Toen het kleine visje klaar was met spreken, riep de moeder uit: ‘Liefje! Ben je gek geworden? De wereld…! De wereld…! Wat is die andere wereld? De wereld is hier, waar we nu zijn. En het leven, dat is ook gewoon wat we nu hebben!’

Het boek verschijnt bij Uitgeverij Lannoo, met tekeningen van Korneel Detailleur. 80-tal pagina’s. Kostprijs: 12,95 euro.

Vertaling van de laatste brief van Farzad Kamangar

Een van de vijf geëxecuteerde Koerden, Farzad Kamangar, heeft een erg ontroerende laatste brief geschreven vanuit de gevangenis. Hij verwijst erin naar het beroemde Perzische kinderverhaal Mahiye siahe kuchulu, ‘Het kleine zwarte visje’, dat ik trouwens net vertaald heb. Dat is een verhaal uit 1968 van Samad Behrangi, net als Farzad een leraar die vermoord werd door het regime, maar dan dat van de shah. ‘Het kleine zwarte visje’ is ook een allegorie voor het verzet tegen een dictatoriale levenswijze, tegen isolement, tegen onwetendheid.

Hier volgt de Nederlandse vertaling van de erg ontroerende laatste brief van Farzad. Verspreid hem, zodat hij niet vergeten wordt.

Wees sterk, kameraden

Er was eens een vis die 10.00 eitjes had gelegd. Alleen één zwart visje overleefde. Hij leeft samen met zijn moeder in een beek. Op een dag zei het kleine visje tegen zijn moeder: “Ik wil hier weg.” De moeder zei: “Waar naartoe?” Het kleine visje antwoordde: “Ik wil gaan kijken waar de beek eindigt.”

Gegroet, celgenoten. Gegroet, vrienden in pijn!

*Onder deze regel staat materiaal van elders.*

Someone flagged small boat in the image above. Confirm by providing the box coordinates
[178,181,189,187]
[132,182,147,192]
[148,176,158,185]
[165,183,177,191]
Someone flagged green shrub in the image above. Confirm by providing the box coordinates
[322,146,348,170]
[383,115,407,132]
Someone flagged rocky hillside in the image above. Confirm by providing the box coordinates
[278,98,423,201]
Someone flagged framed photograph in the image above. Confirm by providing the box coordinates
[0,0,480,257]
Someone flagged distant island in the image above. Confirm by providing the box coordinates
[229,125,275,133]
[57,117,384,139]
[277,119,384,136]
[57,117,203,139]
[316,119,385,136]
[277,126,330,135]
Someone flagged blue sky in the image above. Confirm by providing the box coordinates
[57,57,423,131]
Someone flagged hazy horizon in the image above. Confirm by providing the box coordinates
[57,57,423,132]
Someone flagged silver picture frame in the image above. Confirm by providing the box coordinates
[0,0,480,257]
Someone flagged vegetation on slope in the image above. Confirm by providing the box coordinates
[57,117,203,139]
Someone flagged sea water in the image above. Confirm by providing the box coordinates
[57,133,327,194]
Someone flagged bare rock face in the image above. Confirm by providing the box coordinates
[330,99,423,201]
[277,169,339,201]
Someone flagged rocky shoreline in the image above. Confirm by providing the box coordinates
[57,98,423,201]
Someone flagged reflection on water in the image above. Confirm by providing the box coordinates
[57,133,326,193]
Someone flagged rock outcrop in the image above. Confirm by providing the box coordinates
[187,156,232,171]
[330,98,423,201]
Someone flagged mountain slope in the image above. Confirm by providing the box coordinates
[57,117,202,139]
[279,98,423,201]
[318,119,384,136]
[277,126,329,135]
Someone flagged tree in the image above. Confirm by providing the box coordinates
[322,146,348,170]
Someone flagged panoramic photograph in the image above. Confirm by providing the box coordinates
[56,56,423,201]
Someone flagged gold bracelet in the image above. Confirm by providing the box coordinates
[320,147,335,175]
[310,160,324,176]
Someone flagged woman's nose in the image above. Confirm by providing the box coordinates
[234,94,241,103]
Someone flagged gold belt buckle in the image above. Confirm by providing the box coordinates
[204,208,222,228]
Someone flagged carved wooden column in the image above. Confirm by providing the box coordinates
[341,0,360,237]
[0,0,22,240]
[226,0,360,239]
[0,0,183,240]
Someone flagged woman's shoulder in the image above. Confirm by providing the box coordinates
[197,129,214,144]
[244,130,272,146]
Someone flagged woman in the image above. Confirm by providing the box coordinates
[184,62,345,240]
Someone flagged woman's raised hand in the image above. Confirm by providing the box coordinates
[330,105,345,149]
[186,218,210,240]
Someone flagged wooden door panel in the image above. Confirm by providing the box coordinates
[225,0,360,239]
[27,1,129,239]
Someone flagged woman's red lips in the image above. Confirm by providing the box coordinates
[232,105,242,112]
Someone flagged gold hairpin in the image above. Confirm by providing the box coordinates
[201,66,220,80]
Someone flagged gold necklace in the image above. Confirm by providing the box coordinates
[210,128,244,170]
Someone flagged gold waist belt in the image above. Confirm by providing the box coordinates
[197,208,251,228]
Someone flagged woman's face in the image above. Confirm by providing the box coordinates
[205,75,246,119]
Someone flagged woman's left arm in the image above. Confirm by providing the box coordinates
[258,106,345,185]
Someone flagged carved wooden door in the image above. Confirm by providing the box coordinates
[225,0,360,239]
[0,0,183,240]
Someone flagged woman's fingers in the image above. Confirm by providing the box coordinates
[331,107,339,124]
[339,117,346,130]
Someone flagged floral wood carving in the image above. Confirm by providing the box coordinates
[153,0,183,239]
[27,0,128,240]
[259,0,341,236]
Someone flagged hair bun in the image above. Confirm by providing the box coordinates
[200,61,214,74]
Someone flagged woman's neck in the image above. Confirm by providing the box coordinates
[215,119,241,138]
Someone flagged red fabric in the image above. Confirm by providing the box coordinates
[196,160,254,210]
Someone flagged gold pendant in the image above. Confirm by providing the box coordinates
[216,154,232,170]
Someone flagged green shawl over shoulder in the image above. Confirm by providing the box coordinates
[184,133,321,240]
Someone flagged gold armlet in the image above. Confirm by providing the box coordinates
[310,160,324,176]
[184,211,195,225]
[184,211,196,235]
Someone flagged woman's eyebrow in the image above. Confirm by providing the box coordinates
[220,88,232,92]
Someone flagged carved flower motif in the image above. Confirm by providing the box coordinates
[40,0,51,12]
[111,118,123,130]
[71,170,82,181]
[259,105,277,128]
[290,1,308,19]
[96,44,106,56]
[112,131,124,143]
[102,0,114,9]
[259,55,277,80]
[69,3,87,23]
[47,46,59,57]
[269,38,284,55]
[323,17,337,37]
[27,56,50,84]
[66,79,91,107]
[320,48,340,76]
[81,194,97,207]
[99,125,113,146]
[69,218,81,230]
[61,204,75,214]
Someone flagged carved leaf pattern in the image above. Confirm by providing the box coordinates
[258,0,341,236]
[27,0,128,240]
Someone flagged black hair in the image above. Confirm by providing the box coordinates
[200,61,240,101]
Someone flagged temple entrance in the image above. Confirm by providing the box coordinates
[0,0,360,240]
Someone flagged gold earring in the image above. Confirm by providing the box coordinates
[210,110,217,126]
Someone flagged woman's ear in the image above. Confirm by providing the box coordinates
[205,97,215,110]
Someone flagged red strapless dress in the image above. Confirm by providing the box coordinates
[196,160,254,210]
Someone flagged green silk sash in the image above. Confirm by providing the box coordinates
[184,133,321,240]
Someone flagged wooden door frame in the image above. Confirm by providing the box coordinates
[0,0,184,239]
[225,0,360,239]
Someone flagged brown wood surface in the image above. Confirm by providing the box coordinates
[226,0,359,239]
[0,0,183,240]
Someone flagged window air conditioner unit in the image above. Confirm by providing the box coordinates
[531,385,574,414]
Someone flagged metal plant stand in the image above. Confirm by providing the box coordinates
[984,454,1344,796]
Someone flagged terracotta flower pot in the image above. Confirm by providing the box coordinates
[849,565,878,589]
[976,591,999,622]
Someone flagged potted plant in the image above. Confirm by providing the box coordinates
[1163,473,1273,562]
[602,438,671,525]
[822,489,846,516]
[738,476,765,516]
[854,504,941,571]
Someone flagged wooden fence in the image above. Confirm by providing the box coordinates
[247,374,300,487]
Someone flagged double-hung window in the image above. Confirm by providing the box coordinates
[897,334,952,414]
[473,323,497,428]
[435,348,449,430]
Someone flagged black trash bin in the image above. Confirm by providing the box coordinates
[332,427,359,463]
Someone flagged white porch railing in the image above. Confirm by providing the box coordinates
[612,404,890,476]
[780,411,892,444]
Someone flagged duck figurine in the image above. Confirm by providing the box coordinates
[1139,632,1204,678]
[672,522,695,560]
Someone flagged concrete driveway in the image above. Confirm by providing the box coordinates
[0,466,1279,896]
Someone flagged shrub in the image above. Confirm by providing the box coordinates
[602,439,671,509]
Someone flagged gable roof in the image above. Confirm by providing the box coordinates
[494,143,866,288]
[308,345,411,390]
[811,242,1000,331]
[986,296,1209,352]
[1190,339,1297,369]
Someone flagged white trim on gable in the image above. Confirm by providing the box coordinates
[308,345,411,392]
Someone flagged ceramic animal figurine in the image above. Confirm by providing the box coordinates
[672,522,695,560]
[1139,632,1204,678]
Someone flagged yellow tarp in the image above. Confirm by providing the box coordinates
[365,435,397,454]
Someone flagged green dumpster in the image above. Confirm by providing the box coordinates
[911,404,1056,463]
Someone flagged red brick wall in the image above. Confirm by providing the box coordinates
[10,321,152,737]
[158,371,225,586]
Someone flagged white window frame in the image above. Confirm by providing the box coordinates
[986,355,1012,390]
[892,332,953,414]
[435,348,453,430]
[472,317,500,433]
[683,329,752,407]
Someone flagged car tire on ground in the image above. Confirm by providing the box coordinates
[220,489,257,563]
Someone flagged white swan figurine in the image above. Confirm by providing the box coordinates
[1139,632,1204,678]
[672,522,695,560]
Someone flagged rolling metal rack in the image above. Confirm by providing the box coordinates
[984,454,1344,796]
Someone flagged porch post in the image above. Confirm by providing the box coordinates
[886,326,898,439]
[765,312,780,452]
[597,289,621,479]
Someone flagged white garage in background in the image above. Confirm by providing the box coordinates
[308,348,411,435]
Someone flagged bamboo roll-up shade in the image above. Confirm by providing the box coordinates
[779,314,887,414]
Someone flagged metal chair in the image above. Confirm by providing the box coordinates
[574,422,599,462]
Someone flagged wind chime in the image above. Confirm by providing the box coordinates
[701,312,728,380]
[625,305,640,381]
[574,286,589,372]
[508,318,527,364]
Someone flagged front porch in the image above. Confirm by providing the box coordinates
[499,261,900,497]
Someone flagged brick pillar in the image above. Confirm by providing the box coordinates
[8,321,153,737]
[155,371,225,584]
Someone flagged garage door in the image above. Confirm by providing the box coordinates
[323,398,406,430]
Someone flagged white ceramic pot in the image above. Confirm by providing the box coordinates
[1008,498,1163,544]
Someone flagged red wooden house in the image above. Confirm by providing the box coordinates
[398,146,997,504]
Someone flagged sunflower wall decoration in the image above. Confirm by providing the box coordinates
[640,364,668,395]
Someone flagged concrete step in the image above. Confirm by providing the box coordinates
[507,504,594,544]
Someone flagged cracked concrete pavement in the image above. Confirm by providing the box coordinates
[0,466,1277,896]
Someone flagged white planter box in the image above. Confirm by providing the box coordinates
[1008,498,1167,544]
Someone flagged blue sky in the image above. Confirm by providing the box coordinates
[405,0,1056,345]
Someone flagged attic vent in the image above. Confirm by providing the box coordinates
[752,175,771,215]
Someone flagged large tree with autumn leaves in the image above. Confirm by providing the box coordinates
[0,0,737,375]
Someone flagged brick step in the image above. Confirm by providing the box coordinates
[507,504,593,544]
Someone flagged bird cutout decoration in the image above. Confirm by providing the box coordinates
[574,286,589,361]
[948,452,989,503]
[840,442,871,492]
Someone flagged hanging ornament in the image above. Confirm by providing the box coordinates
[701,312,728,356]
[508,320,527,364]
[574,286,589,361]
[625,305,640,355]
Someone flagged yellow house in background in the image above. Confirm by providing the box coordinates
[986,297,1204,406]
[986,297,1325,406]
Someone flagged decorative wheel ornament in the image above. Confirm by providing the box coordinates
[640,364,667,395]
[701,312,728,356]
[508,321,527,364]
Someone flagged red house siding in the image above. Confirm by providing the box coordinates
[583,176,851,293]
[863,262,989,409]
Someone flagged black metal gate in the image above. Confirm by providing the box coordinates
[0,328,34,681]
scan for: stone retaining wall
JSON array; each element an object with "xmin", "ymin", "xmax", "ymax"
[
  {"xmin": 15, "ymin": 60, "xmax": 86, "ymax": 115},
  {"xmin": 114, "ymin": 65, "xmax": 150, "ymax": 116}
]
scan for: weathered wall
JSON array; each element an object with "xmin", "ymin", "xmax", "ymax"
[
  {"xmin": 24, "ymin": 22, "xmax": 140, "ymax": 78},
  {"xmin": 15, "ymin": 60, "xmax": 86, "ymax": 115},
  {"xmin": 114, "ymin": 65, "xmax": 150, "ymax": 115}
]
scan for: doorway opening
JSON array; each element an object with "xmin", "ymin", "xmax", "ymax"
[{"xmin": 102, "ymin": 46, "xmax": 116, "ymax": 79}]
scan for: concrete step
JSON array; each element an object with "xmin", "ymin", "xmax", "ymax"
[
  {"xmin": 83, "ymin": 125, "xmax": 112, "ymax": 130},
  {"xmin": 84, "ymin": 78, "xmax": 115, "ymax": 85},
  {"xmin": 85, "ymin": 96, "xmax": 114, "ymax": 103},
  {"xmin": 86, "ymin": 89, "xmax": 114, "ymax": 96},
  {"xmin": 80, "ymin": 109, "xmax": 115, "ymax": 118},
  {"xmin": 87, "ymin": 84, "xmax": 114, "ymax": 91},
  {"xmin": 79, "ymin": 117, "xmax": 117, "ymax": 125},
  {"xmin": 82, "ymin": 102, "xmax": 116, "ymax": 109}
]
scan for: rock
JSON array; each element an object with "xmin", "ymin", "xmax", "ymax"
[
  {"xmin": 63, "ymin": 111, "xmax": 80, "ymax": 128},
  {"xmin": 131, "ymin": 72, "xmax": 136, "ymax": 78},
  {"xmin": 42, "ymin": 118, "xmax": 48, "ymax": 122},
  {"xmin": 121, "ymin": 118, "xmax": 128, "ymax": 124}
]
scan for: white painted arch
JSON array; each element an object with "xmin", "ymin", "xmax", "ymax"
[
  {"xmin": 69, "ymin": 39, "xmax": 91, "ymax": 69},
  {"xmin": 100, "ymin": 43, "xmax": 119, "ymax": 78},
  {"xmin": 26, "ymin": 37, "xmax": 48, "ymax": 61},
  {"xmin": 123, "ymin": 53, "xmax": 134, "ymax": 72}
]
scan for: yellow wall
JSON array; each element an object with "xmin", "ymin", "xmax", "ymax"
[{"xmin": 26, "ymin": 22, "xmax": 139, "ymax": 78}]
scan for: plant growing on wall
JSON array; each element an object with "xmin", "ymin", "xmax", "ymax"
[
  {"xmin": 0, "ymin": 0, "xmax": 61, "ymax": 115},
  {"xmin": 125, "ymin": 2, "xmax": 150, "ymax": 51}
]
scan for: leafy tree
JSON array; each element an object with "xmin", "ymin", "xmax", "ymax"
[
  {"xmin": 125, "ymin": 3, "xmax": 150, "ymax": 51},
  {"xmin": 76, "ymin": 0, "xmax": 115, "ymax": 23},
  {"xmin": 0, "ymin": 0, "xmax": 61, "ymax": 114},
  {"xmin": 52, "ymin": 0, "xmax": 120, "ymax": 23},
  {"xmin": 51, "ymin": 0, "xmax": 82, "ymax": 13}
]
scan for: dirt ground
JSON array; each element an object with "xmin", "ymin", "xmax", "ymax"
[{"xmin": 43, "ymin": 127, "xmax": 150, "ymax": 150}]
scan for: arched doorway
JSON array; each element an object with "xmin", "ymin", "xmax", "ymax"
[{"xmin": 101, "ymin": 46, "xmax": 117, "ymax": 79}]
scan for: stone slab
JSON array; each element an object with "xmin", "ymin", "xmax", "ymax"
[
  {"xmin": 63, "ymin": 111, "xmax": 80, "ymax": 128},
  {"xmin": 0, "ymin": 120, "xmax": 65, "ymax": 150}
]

Ik ken jullie goed: jullie zijn de leraren, de buren van de sterren van Khavaran[1], de klasgenoten van tientallen mensen wier teksten tegen hen werden gebruikt, de leraren van studenten wier enige misdaad hun gedachten waren. Ik ken jullie goed: jullie zijn de collega’s van Samad[2] en Ali Khan. Jullie herinneren zich mij, toch?

Ik ben het, degene die vastgeketend zit in de Evin-gevangenis.

Ik ben het, de stille student die in de kapotte schoolbanken zit en verlangt om de zee te zien in een afgelegen dorp in Kurdistan. Ik ben het, die net als jullie de verhalen van Samad aan zijn studenten vertelde.

Ik ben het die graag de rol van het kleine zwarte visje op mij neemt.

Ik ben het, jullie kameraad die ter dood veroordeeld is.

De valleien en de bergen liggen nu achter hem en de rivier stroomt door een vlakte. Links en rechts voegen andere riviertjes zich bij de rivier, die nu vol water is. Het kleine visje geniet van zo overvloedig veel water…het kleine visje wilde naar de bodem van de rivier gaan. Hij kon zoveel zwemmen als hij wilde en botste nergens tegenaan.

Plots zag hij een grote groep vissen. Er waren er 10.000, waarvan één tegen het kleine zwarte visje zei: “Welkom in de zee, vriend!”

Mijn gevangen collega’s! Is het mogelijk om achter dezelfde schoolbank als Samad te zitten, te kijken in de ogen van de kinderen van dit land en te zwijgen?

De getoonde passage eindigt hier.